Right off the bat, about 5 minutes out of the truck, I came across this impressive flush of oyster mushrooms. The enormous one at the bottom was a bit too far gone for eatin’, but the others were in perfect shape, and I felt justified in having come out.
When I was last out here a couple of weeks ago, this particular plant (ID to come), was pushing out of the ground everywhere I looked, and I was speculating what it would look like when it was in bloom. On this trip, they have started flowering, delicate little white to purple flowers that, on this rainy day, were pretty well waterlogged.
This is the best shot I got of the flower. With my Newcomb’s Wildflower Guide (which will from now on be referred to as my NWG), I have identified this plentiful flower as wild comfrey (Cynoglossum virginianum)!

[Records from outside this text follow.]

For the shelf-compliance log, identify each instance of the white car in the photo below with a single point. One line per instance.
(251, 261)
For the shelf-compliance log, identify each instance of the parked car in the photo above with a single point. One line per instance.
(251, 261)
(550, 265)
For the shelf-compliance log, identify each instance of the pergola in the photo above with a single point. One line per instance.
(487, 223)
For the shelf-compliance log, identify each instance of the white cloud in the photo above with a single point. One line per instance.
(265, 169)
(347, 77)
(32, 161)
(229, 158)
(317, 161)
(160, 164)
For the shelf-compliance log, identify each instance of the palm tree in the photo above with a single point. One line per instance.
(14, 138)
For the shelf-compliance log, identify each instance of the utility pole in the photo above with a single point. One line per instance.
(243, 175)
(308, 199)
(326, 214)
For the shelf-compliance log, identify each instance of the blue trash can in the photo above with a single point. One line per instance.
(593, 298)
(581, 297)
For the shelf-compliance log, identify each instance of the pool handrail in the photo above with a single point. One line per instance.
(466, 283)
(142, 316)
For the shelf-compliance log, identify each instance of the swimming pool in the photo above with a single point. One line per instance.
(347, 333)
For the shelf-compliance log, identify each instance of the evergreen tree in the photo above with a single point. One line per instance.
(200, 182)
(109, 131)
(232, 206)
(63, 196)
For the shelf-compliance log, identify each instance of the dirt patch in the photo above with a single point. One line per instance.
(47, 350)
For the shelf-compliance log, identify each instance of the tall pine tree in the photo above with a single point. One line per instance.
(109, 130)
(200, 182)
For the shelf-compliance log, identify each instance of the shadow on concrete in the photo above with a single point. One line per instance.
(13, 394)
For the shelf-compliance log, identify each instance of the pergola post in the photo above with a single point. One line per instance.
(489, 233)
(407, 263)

Most of the color in the meadow came from yellow buttercup and reddish poison ivy. There weren’t many other types of wildflower, but this was one (might be some sort of “ladies’ tresses” but it’s so waterlogged it’s hard to tell).

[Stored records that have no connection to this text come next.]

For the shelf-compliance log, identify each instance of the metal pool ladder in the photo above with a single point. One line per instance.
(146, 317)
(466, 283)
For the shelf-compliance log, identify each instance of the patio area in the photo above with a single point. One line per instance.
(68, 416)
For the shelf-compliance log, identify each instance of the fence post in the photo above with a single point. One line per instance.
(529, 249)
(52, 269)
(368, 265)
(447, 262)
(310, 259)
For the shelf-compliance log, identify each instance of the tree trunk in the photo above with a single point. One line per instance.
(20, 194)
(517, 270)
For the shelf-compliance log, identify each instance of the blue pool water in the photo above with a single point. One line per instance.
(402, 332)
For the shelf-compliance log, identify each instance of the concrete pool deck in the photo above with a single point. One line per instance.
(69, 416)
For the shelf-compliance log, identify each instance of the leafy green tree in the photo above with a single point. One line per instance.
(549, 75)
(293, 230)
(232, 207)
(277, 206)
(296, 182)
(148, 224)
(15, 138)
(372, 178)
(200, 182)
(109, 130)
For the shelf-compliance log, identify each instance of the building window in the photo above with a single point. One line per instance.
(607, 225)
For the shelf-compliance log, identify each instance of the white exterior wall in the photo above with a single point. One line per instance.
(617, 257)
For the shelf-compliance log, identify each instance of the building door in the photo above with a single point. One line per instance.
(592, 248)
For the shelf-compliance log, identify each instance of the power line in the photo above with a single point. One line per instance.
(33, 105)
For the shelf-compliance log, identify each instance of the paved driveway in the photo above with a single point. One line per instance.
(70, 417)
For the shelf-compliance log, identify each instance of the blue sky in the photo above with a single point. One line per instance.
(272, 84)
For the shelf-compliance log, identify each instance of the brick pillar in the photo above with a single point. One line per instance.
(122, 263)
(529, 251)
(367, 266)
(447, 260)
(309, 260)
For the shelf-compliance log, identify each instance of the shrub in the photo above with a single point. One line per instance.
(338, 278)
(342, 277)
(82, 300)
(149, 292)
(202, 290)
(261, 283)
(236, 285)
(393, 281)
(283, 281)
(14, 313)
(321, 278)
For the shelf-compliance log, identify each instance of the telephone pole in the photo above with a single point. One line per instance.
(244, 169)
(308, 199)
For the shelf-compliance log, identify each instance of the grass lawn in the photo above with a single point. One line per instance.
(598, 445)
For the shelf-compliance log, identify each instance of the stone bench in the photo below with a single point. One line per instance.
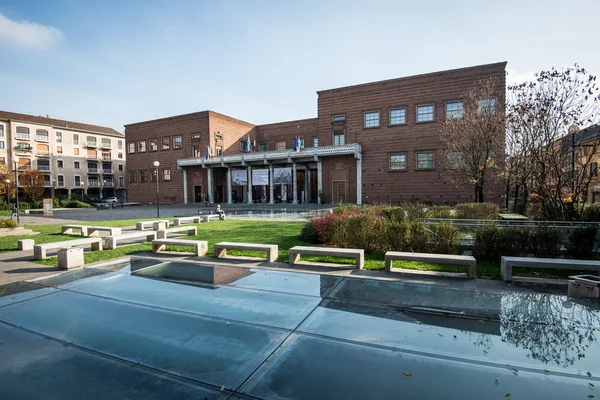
(40, 250)
(508, 263)
(189, 230)
(186, 220)
(200, 246)
(207, 218)
(111, 241)
(68, 229)
(469, 261)
(357, 254)
(272, 250)
(95, 230)
(140, 226)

From there, I wandered over to “seasonal pond trail.” The ‘seasonal pond’ was a low boggy area filled with these things– are they young trees or bushes? Do they get larger than that? I was actually hoping for more of a pond, but I guess that’s what they mean by ‘seasonal.’

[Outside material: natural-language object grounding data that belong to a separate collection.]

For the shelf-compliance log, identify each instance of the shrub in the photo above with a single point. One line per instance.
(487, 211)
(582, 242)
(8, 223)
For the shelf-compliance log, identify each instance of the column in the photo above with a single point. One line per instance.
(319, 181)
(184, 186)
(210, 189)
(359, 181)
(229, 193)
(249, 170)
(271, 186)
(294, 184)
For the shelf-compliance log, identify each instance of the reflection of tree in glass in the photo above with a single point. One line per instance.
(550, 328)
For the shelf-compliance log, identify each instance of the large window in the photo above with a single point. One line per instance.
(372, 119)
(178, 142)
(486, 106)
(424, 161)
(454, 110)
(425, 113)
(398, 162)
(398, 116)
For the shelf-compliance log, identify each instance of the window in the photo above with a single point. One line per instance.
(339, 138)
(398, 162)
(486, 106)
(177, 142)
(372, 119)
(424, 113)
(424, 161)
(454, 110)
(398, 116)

The trail wound back into the forest, through an open stretch of large, majestic hardwoods. Parts of this forest must be hundreds of years old– the size of the trees and the overall look of the area isn’t much different than the old-growth forest of Montpelier.
This cute little purple flower (according to NWG, it’s a wild Geranium Geranium maculatum) was especially abundant in this stretch of trail. Saw dozens of them growing all over the place.
Another interesting flower (Showy Orchis, or Galearis spectabilis http://en.wikipedia.org/wiki/Galearis_spectabilis) that I saw for the first time at Montpelier and I’ve never seen anywhere else. These were much less common– I only saw a few of these.
At one point, I looked down and saw a couple of these bright centipedes. Ten years ago, I spent a few months in Hawaii, and to this day I have an irrational phobia of centipedes. I imagine these are probably much less aggressive than their tropical cousins, but I wouldn’t want to learn the hard way!
I hiked this trail about a month ago, and remember making a note of the lack of greenery in the understory in this part of the forest. This certainly isn’t the case a week into May. I imagine that there is no one-month greater visual contrast in Virginia than between the first week of April and the first week of May.
I’ve been reading a lot of alarmist warnings of the “seventeen year cicadas,” which are apparently coming to ravish the mid-Atlantic this year. I’m sure I will write lots more about them before this journal is wrapped up. Today, for the first time, I started seeing them emerging from the muddy ground. I don’t know if these are the dreaded “seventeen year” ones, or just plain ol’ one-year cicadas, but they sure looked freaky burrowing up from the mud.
The storm waited until I had finished unloading the truck and driven it to the parking lot, then opened up just as I started walking back home. Sheets of water and pebbles of hail, I was drenched within seconds. Once the downpour began, it just kept on going for the remainder of the day. Well into the night we were treated to lightning and thunder (including one lightning strike right in the courtyard of Twin Oaks), and periods of truly astonishing quantities of rain alternating with lighter drizzle. Rainstorms are very difficult to photograph effectively, but during one downpour I took this picture out of my back door.
There were flash-flood warnings on the radio. Although we didn’t get any serious flooding, there were definitely times when the rain was coming down faster than it could drain away, and our back yard started to turn into an enormous puddle. What a storm!